This study addresses the challenges in preclinical drug toxicity assessment posed by limited expert resources and the scarcity of rare pathological samples. The authors propose an AI-driven anomaly detection framework that leverages whole-slide images to segment healthy and known pathological regions in rodent liver tissue while effectively identifying rare anomalies absent from the training data. The method integrates the DINOv2 vision transformer with LoRA fine-tuning to achieve high-precision tissue segmentation and introduces a novel class-aware Mahalanobis distance combined with class-specific thresholding to distinguish between known pathologies and unknown anomalies. Evaluated on mouse liver data, the approach demonstrates exceptional performance, misclassifying only 0.16% of lesions as healthy and 0.35% of healthy tissue as pathological, thereby significantly enhancing generalization and detection accuracy.

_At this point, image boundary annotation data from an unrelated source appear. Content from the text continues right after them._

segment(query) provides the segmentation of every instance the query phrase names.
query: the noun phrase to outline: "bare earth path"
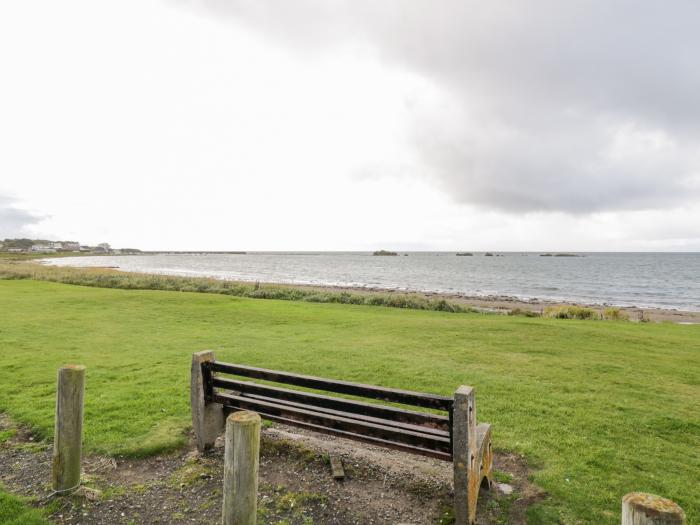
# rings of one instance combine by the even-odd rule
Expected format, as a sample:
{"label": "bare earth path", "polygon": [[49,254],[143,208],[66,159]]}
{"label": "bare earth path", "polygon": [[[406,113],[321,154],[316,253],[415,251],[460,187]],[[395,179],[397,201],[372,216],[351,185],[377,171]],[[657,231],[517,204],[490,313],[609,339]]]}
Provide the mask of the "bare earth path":
{"label": "bare earth path", "polygon": [[[72,497],[51,497],[51,446],[0,415],[0,484],[36,498],[65,524],[212,524],[220,519],[223,449],[200,455],[192,447],[148,459],[90,456],[84,485]],[[328,454],[343,459],[344,481],[334,481]],[[544,497],[527,482],[520,458],[497,455],[496,469],[514,489],[482,491],[479,523],[522,523],[528,504]],[[451,464],[283,426],[263,431],[259,523],[450,523]],[[500,487],[500,485],[499,485]]]}

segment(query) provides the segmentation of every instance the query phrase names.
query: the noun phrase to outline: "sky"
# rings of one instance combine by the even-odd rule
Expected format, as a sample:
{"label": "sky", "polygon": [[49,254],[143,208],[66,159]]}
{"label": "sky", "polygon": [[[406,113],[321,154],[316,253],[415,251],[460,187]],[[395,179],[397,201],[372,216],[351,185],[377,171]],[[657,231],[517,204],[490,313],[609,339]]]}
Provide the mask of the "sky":
{"label": "sky", "polygon": [[700,3],[0,3],[0,238],[700,251]]}

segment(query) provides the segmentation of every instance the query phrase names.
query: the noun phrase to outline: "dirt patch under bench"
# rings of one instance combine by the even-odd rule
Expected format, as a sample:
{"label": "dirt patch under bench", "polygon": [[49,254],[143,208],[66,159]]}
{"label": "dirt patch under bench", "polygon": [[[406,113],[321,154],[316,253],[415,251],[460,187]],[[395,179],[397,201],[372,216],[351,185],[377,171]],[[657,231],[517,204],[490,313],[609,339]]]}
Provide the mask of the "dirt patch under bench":
{"label": "dirt patch under bench", "polygon": [[[0,415],[0,483],[30,496],[61,524],[207,524],[221,513],[223,448],[200,454],[190,446],[146,459],[88,456],[83,488],[52,495],[51,446]],[[342,459],[335,481],[329,457]],[[544,497],[528,483],[522,458],[497,454],[501,481],[479,497],[478,523],[524,523],[527,505]],[[451,523],[452,464],[399,451],[300,431],[263,430],[260,457],[261,524],[366,525]],[[93,490],[95,489],[95,490]],[[512,490],[512,493],[508,493]]]}

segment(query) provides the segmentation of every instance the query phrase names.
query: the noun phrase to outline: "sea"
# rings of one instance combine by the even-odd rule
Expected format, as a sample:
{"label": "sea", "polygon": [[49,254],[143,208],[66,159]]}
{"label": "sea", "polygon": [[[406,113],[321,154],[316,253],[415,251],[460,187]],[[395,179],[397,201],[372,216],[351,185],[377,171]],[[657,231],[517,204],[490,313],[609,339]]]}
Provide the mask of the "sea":
{"label": "sea", "polygon": [[44,262],[249,282],[700,311],[700,253],[471,253],[161,253]]}

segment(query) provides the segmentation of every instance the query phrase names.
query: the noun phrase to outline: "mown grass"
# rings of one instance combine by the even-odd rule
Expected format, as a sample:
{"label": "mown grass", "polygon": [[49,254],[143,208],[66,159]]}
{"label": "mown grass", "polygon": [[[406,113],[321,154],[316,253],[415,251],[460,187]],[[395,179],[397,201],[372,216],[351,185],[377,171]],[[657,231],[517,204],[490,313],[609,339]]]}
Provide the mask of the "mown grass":
{"label": "mown grass", "polygon": [[477,388],[500,450],[549,494],[532,523],[619,523],[647,491],[700,519],[700,326],[256,301],[0,281],[0,411],[50,437],[56,369],[88,366],[87,450],[185,442],[192,352],[451,394]]}

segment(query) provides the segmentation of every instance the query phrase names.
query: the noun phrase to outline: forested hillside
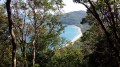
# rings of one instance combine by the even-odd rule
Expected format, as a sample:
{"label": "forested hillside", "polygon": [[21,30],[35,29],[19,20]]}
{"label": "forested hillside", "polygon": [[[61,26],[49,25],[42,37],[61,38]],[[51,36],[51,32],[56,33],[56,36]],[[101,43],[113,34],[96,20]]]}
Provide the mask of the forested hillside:
{"label": "forested hillside", "polygon": [[[120,67],[119,0],[73,0],[87,12],[67,14],[63,0],[0,2],[0,67]],[[90,27],[55,48],[65,42],[64,24]]]}

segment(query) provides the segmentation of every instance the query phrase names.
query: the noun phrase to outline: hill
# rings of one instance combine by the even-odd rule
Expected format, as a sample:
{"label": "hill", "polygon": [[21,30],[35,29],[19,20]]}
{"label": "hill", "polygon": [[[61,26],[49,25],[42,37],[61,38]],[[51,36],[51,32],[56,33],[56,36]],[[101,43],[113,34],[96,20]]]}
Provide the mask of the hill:
{"label": "hill", "polygon": [[82,10],[65,13],[59,18],[59,22],[66,25],[76,25],[81,28],[82,32],[85,32],[89,28],[89,25],[87,23],[80,24],[80,22],[86,15],[86,11]]}

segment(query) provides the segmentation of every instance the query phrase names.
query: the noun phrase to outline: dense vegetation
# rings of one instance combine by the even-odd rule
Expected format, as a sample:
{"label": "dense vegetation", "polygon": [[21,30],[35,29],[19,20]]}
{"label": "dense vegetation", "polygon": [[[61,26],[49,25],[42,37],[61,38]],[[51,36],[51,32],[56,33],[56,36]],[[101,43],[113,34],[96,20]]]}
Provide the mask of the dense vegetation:
{"label": "dense vegetation", "polygon": [[88,9],[81,23],[91,27],[74,44],[53,49],[64,42],[62,0],[0,4],[0,67],[120,67],[119,0],[74,2]]}

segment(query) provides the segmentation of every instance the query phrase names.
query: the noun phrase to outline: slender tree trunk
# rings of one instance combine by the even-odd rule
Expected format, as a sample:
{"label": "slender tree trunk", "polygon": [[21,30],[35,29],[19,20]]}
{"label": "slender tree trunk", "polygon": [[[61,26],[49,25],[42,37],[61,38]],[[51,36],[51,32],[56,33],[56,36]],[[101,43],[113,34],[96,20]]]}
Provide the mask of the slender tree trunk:
{"label": "slender tree trunk", "polygon": [[23,59],[24,59],[24,67],[27,67],[27,60],[26,60],[26,44],[23,46]]}
{"label": "slender tree trunk", "polygon": [[33,40],[33,52],[32,52],[33,53],[32,54],[33,55],[33,59],[32,59],[33,66],[35,65],[35,51],[36,51],[35,50],[35,40]]}
{"label": "slender tree trunk", "polygon": [[15,34],[13,31],[13,22],[11,19],[11,8],[10,8],[11,0],[6,1],[6,9],[8,14],[8,22],[9,22],[9,34],[11,36],[11,43],[12,43],[12,67],[16,67],[16,40],[15,40]]}

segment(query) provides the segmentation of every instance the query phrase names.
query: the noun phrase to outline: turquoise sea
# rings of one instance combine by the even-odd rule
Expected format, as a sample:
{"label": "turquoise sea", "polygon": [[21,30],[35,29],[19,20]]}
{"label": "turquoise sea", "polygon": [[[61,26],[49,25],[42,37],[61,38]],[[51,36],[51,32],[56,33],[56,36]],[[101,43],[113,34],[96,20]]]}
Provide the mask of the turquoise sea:
{"label": "turquoise sea", "polygon": [[78,35],[82,36],[80,27],[77,27],[75,25],[67,25],[65,27],[64,32],[60,36],[65,38],[68,41],[71,41],[74,38],[76,38]]}

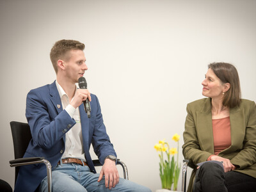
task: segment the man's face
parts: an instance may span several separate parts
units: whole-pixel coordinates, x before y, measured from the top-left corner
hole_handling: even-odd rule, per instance
[[[81,50],[71,50],[69,52],[69,59],[63,61],[65,68],[65,77],[72,83],[78,83],[78,79],[83,76],[84,71],[88,69],[85,61],[84,53]]]

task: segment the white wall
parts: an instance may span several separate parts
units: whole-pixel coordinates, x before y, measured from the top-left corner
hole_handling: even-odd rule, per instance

Drug-induced toxicity remains a leading cause of failure in preclinical development and early clinical trials. Detecting adverse effects at an early stage is critical to reduce attrition and accelerate the development of safe medicines. Histopathological evaluation remains the gold standard for toxicity assessment, but it relies heavily on expert pathologists, creating a bottleneck for large-scale screening. To address this challenge, we introduce an AI-based anomaly detection framework for histopathological whole-slide images (WSIs) in rodent livers from toxicology studies. The system identifies healthy tissue and known pathologies (anomalies) for which training data is available. In addition, it can detect rare pathologies without training data as out-of-distribution (OOD) findings. We generate a novel dataset of pixelwise annotations of healthy tissue and known pathologies and use this data to fine-tune a pre-trained Vision Transformer (DINOv2) via Low-Rank Adaptation (LoRA) in order to do tissue segmentation. Finally, we extract features for OOD detection using the Mahalanobis distance. To better account for class-dependent variability in histological data, we propose the use of class-specific thresholds. We optimize the thresholds using the mean of the false negative and false positive rates, resulting in only 0.16\% of pathological tissue classified as healthy and 0.35\% of healthy tissue classified as pathological. Applied to mouse liver WSIs with known toxicological findings, the framework accurately detects anomalies, including rare OOD morphologies. This work demonstrates the potential of AI-driven histopathology to support preclinical workflows, reduce late-stage failures, and improve efficiency in drug development.